The Supergrifo design began as an attempt to improve upon the Grifo but evolved into a much higher performance aircraft. The two models shared the same fuselage apart from the introduction of an enclosed cockpit but its wing was entirely new and of much greater span.

It was a braced high-wing monoplane, its single spar wing having a centre section, covering about one third of the span, which was rectangular in plan and had slight dihedral. The rest of the wing was strongly tapered to rounded wing tips; there was no sweep on the leading edges but the trailing edges were forward swept. There was no dihedral on these outer panels, making the Supergrifo slightly gull winged. Ailerons almost filled their trailing edges. The increase of span to 18 m increased the aspect ratio by 60% to just over 20:1. The wing was centrally mounted over the fuselage on a pedestal, which dropped rapidly away to the upper fuselage behind the trailing edge, and braced on each side by a pair of parallel faired struts from the lower fuselage to the ends of the wing central panel.

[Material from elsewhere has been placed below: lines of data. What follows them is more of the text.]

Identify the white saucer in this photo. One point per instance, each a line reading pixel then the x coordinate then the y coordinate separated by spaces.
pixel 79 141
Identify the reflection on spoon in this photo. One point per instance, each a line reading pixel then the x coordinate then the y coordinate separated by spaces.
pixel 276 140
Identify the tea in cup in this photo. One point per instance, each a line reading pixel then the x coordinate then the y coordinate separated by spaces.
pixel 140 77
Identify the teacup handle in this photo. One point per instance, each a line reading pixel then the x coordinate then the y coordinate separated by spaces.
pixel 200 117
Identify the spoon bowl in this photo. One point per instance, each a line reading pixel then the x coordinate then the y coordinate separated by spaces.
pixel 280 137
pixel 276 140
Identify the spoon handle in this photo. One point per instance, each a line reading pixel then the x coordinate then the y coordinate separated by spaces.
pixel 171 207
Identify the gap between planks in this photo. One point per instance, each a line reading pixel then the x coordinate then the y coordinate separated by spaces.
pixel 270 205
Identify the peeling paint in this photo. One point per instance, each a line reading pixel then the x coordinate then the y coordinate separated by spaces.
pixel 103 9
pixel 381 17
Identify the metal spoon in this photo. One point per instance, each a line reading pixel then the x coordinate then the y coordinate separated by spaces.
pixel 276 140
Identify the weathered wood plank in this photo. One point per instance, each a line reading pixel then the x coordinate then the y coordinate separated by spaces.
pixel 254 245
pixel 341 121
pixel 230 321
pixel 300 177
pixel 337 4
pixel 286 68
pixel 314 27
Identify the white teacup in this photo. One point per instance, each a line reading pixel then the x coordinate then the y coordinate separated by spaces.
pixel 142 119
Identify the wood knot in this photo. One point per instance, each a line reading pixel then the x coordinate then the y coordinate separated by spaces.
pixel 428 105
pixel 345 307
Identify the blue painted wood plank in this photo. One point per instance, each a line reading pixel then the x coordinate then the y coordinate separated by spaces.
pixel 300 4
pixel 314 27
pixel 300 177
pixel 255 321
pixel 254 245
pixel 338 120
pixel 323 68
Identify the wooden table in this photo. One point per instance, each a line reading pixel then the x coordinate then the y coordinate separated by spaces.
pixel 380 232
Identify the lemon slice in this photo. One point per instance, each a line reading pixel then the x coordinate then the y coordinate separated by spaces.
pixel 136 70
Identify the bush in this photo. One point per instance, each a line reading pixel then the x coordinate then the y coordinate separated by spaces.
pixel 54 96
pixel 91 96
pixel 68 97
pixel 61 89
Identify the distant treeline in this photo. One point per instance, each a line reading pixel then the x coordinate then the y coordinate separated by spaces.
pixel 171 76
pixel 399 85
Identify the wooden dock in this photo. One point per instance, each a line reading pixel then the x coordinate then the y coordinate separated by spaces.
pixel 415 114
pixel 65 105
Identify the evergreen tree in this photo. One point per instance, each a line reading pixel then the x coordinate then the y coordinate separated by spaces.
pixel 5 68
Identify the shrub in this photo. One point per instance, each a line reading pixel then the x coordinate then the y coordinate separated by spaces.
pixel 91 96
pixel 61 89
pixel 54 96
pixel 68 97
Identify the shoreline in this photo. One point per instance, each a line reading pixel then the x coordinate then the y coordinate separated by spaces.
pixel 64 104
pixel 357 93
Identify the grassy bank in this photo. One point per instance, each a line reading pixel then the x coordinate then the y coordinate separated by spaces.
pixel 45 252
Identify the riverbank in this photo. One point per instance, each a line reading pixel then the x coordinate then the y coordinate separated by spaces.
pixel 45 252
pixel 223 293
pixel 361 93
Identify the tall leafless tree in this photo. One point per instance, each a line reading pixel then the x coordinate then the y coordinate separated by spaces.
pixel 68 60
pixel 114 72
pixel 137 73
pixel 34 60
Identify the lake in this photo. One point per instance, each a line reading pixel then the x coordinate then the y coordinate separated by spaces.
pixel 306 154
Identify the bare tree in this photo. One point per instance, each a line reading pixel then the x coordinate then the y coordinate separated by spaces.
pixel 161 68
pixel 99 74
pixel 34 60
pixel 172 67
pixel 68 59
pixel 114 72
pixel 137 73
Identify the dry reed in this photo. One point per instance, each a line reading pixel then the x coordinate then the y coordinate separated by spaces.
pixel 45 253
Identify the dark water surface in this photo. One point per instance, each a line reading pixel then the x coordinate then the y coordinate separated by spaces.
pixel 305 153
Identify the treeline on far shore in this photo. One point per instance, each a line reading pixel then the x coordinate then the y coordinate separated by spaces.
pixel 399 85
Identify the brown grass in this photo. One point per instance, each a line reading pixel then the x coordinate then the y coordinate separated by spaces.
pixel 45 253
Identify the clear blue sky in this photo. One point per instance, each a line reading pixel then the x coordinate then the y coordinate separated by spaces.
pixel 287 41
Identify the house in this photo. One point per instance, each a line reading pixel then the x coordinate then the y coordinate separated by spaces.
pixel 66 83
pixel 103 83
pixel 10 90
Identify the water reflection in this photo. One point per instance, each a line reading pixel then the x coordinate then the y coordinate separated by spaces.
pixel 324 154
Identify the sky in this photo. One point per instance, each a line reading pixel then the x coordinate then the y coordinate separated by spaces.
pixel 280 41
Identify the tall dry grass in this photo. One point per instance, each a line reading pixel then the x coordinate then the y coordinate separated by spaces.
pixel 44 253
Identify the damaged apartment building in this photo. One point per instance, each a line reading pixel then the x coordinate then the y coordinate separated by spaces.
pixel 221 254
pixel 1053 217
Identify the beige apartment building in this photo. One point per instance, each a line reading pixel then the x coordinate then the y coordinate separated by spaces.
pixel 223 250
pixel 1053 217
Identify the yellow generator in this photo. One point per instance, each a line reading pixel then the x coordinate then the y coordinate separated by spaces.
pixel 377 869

The Supergrifo's fuselage was a ply covered wooden hexagonal structure with deep sides. The cockpit, placed immediately ahead of the pedestal, was covered with a multi-transparency canopy attached to the cockpit rim and lifting off in one piece. All the tail surfaces were straight tapered and straight tipped, with the tailplane mounted on top of the fuselage and carrying unbalanced elevators. The fin was small but mounted a large, balanced rudder which extended down to the keel, working in an elevator cut-out and provided with a protecting tail bumper. The Supergrifo's landing skid, equipped with rubber shock absorbers, reached aft to the rear wing strut.

The Supergrifo first flew in 1935. Only one was built. It competed in the Second Italian National Gliding Competition, held at Asiago in August 1938. There, Adriano Mantelli won the City of Vicenza prize for a flight to that city lasting 219 minutes and gaining 2000 m en route.